Louis ne répondit pas. Ils étaient près de la porte d’entrée, et Cécile jugeait convenable que M. de Pontvigail la quittât ; mais il ne semblait point y songer.

« Si vous étiez moins solitaire, dit-elle enfin, je vous demanderais le secret sur ma promenade. Il y a fête ce soir chez M. Darbault, et je n’ai pu me dispenser d’y assister que sous le prétexte d’une foulure. Obligé de faire acte de présence pour nous deux, mon frère a la bonté d’affirmer en ce moment que je ne saurais bouger d’un fauteuil.

— Quoi ! vous aussi vous détestez le monde ! s’écria-t-il avec une explosion de joie.

— Je ne le déteste point… Il m’attire peu, voilà tout.

— Et cependant vous y remporteriez tous les hommages, tous les triomphes, poursuivit-il avec le même feu. Et vous les dédaignez ! Ah ! vous êtes supérieure à tout ! vous êtes au-dessus des lois de ce monde, où l’imperfection règne !…

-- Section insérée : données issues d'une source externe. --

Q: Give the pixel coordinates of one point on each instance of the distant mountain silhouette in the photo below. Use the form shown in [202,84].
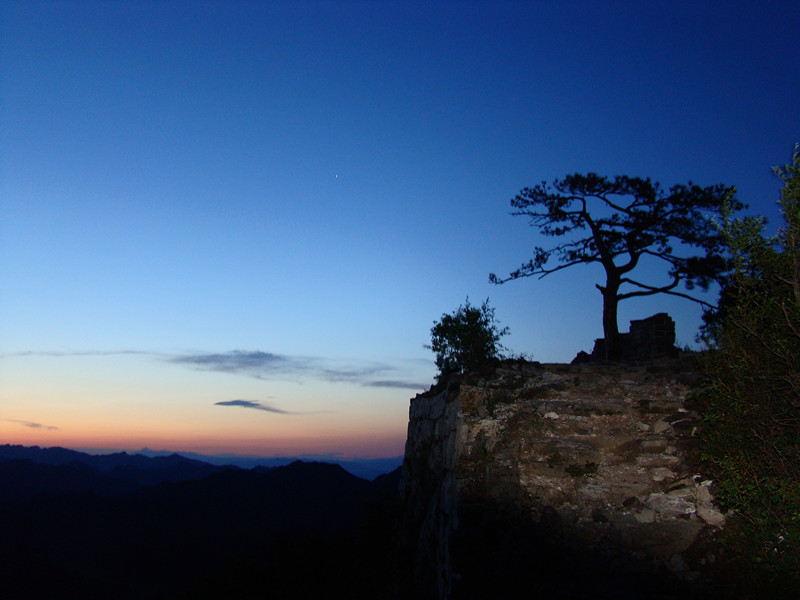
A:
[121,526]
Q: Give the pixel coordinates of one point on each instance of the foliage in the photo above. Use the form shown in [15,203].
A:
[752,409]
[465,339]
[620,221]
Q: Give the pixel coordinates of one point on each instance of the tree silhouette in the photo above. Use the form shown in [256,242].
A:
[619,221]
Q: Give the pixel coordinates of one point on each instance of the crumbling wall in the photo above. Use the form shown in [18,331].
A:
[601,458]
[647,339]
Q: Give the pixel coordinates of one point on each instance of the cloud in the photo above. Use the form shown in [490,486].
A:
[32,425]
[255,363]
[253,404]
[406,385]
[264,365]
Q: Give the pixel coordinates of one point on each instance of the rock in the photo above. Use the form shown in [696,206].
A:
[670,505]
[711,515]
[646,515]
[661,474]
[662,427]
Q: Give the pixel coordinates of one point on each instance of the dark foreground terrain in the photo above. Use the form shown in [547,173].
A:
[128,526]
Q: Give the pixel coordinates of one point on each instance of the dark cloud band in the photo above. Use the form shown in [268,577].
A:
[254,405]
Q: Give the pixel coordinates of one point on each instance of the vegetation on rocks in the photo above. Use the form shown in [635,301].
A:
[466,339]
[752,408]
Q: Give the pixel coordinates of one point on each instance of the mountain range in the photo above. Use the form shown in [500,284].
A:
[75,525]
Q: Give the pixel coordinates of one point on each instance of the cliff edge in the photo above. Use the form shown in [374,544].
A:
[579,480]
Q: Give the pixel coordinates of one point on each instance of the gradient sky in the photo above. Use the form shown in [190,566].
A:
[229,226]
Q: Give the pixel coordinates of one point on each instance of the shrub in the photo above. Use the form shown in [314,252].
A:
[752,408]
[466,339]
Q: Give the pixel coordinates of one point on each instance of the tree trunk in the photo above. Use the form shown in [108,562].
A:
[610,328]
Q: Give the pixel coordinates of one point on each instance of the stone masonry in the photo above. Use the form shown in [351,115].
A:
[602,455]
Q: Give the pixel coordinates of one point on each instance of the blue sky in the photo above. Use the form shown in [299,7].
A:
[267,204]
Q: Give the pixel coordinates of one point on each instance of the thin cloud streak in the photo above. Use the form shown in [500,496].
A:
[254,405]
[32,425]
[257,364]
[405,385]
[264,365]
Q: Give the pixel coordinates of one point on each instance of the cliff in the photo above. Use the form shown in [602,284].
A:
[578,480]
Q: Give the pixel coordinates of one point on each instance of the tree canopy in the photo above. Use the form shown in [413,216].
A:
[619,221]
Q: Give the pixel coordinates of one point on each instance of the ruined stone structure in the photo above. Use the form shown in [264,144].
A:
[648,339]
[529,470]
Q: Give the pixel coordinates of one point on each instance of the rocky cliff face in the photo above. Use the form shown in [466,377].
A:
[589,467]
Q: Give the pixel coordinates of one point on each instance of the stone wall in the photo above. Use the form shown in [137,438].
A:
[647,339]
[589,460]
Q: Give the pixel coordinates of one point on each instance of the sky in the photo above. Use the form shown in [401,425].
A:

— Monsieur de Pontvigail, dit Cécile d’un ton sévère, je vous en prie de nouveau, pas de ces exagérations. Elles me gêneraient beaucoup dans mes rapports avec vous ; l’amitié a besoin d’un langage plus simple et… et je vous tends la main à cette condition, » ajouta-t-elle en atténuant d’un sourire affectueux ses premières paroles.

Troublé comme un coupable pris en faute, Louis prit la main de Cécile en balbutiant des excuses, et, la saluant, il s’éloigna.

Argus, qui avait déjà franchi le seuil, revint alors sur ses pas afin de suivre son maître, et, s’arrêtant près de Cécile pour recevoir une caresse d’adieu, il attacha sur elle de grands yeux interrogateurs qui semblaient dire : Pourquoi donc n’entrons-nous pas ?

« Pauvre bête ! il a raison, c’eût été plus simple, » se dit la jeune fille, qui rentra toute fâchée d’avoir contristé ses deux amis.